Yosi Kadiri

Last week I was passively watching Pinoy Big Brother on television and was absolutely floored down by the antics of a person suffering from a major case of withdrawal symptoms! To induce some excitement into the generally boring dynamics in Big Brother’s house, cigarettes were banned for a day and Uma (the guy whose gender has been speculated about like it was a major factor in the determination of the national GDP), the chain-smoking guy consequently (not naturally) went berserk.

Interesting aside: for some strange reason, the show made a big deal out of justifying the smoking ban. They made such a big thing out of cleaning the environment and yada yada yada. All these eventually fell flat as it became obvious that only one house occupant was emotionally affected. The rest went about their business as if not being allowed to smoke was the most normal thing in the world. Thus, they changed the rules - only this guy was not allowed to smoke which further heightened the withdrawal symptoms because now, the poor guy was not only disallowed from smoking, he was being singled out for persecution as well.

As can be expected, the poor guy ranted, vented, shouted, almost made lupasay… and just when you thought it would finally get interesting, he....hold your breath... went to sleep. The expected fireworks fizzled out.

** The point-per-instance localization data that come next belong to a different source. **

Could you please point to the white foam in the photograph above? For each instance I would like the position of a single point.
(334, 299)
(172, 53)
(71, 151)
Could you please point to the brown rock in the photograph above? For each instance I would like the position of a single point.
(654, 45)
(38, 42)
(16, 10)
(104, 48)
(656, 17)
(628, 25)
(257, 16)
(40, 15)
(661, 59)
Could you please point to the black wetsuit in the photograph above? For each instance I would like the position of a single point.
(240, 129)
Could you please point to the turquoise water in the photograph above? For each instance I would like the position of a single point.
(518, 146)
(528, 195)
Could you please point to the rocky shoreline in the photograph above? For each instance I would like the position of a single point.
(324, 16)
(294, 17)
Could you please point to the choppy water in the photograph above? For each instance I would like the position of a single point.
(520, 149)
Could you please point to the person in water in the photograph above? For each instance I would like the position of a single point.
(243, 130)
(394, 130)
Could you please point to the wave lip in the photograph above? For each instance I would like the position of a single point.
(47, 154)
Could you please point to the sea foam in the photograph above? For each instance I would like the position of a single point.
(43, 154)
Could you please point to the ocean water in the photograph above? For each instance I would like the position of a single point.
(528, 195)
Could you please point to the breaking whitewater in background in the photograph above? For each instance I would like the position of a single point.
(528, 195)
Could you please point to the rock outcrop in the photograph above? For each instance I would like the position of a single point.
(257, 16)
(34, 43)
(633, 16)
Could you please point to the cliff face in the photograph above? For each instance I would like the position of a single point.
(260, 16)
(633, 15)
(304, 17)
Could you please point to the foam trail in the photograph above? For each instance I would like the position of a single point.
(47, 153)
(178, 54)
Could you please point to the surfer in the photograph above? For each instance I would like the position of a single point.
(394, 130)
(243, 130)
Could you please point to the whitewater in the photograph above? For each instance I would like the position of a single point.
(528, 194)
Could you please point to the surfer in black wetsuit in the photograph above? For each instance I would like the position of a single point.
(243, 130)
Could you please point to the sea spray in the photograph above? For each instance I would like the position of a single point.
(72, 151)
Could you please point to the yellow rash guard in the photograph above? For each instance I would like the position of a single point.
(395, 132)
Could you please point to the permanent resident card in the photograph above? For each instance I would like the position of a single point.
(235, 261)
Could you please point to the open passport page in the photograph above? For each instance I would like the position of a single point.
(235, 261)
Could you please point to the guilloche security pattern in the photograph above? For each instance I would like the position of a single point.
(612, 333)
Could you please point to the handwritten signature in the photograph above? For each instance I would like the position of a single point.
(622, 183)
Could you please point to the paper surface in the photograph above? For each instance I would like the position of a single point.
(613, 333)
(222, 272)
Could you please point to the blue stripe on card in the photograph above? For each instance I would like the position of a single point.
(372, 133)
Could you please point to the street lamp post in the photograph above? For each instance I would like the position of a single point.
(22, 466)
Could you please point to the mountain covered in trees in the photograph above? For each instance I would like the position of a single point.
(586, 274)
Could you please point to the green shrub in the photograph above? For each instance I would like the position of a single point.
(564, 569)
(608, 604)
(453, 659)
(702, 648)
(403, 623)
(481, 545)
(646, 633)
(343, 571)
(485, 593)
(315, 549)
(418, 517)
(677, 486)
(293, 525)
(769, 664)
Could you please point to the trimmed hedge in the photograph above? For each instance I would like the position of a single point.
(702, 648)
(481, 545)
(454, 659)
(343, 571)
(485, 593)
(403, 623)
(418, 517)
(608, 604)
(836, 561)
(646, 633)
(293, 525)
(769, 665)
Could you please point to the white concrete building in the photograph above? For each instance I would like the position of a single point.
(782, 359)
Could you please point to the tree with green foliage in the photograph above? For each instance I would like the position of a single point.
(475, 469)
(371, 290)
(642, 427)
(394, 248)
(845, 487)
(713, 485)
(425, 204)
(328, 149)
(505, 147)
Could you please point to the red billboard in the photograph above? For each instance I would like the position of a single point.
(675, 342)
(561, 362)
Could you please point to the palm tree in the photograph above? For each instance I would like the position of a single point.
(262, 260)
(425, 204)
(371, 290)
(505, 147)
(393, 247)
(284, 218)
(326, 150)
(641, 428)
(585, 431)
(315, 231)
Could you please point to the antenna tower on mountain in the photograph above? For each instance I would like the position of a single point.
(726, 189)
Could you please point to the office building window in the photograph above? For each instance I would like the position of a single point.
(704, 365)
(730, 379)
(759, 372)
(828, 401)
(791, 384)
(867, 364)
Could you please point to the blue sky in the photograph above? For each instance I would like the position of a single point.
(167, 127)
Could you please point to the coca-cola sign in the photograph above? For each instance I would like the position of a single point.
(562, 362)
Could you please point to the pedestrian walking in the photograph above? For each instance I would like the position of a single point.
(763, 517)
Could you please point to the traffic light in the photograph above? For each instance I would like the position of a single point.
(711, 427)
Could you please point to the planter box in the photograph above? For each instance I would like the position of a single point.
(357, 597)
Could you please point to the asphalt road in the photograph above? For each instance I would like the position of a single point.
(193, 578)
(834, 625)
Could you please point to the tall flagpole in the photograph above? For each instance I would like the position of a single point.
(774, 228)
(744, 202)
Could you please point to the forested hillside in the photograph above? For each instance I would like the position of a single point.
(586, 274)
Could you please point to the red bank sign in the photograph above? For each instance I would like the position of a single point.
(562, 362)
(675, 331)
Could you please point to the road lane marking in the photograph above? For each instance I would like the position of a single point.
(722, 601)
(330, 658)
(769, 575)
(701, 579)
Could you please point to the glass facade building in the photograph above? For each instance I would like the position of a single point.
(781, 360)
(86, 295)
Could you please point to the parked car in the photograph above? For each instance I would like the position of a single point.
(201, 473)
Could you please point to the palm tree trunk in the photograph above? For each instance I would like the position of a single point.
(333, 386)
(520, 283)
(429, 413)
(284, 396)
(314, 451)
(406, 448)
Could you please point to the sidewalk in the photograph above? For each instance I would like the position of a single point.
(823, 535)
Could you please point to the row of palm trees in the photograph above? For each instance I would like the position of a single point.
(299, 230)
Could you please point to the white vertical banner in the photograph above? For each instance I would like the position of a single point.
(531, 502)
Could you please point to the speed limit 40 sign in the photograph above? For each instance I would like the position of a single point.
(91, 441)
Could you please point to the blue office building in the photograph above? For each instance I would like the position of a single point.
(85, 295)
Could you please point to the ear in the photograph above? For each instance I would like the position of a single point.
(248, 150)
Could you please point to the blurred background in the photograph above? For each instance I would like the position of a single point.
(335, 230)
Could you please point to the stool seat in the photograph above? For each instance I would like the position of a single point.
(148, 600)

Anyway. There’s a mouthful that can be said about that ridiculous show, but let’s reserve that for later. I think it is not going to get any more exciting than when two occupants of the house decided to play spin-a-bottle-strip. The show is desperate for some excitement, they had to do a birthday bash and a 100-second reunion for lovers Say and JB. In short, the excitement will come from outside the house, not inside.

Back to yosi.

If there is one clear poison out there, it is this lethal stuff. In Thailand, cigarettes are packaged in a very unglamorous way – they have pictures of badly stained teeth, TB-ravaged lungs, etc., etc. The message is clear: this stuff can kill you. You think that would turn people off into not buying the stuff? My friends say they have gotten used to the pictures – it has not made a difference in their smoking habits. They tell me they know about the harm cigarettes can do to one’s body and the pictures merely serve to validate them. In other words, dancing with death is cool.

I guess we really need to use more science in what we do. Studies conducted in the late eighties have already shown that fear and scary tactics do not work in prevention efforts – they merely increase the tolerance level to the negative images. Worse, they create denial through justification.

I smoked a lot when I was in College and until about five years ago. Today, I smoke occasionally – when am drinking alcohol, which is rare anyway. What got me to stop was a simpler reason: I calculated the cost and figured out what I would have been able to buy with all that money spent on cigarettes had I saved them: a house and lot.